The results of the supervised admixture run are in a spreadsheet and also shown in a bar chart below.

Since I did run an unsupervised K=3 admixture analysis of the first Harappa batch with the whole reference I populations, you can compare these results to those.

Harappa Maps

Here are a couple of more maps of the South Asian admixture component from Simranjit incorporating the latest Harappa results.

He's posted more maps at his blog.

Admixture K=12, HRP0061-HRP0070

Here are their ethnic backgrounds and the results spreadsheet. Also relevant are the reference I admixture results.

If you can't see the interactive bar chart above, here's a static image.

I dare you to generalize!

PS. This was run using Admixture version 1.04.

Admixture K=4, HRP0061-HRP0070

Here are their ethnic backgrounds and the results spreadsheet. Also relevant are the reference I admixture results.

The interesting samples here are the Gujarati and the Punjabi. HRP0064 is very different from the other Punjabis so far.

If you can't see the interactive bar chart above, here's a static image.

PS. This was run using Admixture version 1.04.

Admixture K=17 maps: Mediterranean and Southwest Asian

From the Reference I K=17 Admixture results, Simranjit has created more isopleth maps.

Mediterranean component:

Southwest Asian component:

Iranians

Since we have 7 Iranians in the project, it's time to look at them as a group. We also have 19 Iranians from the Behar et al dataset.

Let's look at their admixture results at K=12.

The big difference between Harappa Project Iranians and Behar et al Iranians is African admixture. Only one Harappa Iranian (HRP0046) has 1% African admixture while three Behar Iranians have more than 10%.

Let's do hierarchical clustering with complete linkage using the Euclidean distance between admixture components. First a caveat or two. This is not a phylogeny. Also, the Euclidean distance measure is not a good one for measuring differences in admixture but I am not sure what would be better.
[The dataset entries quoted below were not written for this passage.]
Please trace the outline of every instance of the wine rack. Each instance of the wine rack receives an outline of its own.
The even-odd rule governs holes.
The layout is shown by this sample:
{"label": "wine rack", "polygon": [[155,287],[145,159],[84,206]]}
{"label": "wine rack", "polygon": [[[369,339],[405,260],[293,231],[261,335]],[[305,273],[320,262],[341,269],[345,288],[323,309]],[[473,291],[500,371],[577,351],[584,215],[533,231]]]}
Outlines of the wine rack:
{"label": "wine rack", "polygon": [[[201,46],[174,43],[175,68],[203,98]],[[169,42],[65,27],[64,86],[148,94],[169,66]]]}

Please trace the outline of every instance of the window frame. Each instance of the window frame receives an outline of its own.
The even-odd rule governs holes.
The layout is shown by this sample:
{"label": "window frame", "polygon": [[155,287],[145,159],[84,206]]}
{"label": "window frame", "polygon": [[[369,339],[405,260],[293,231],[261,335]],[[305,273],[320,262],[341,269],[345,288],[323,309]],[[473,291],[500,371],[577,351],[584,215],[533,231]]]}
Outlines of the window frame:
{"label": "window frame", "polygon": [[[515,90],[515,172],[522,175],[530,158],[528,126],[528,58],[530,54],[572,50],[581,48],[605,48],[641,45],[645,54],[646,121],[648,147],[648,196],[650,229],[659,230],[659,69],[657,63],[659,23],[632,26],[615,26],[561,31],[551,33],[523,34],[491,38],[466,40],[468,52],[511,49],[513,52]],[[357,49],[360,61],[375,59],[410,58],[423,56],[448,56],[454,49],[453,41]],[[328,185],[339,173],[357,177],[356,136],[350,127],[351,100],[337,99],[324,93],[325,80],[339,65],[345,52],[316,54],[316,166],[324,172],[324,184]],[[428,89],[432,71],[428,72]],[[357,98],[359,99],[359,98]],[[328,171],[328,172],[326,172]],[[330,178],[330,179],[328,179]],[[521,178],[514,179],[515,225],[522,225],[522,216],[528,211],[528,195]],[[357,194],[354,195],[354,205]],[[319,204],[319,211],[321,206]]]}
HRP0010 who is an Assyrian actually clusters better with Caucasian, Iranian and Iraqi Jews than with Iranians.

I'll run an MDS or PCA of the whole region from Punjab/Kashmir to the Levant and Caucasus soon which should be more interesting for clustering.

UPDATE: Since Palisto wondered, I checked and found out that he, an Iraqi Kurd, is very like the Iranians in his admixture result. So I have included him (HRP0059).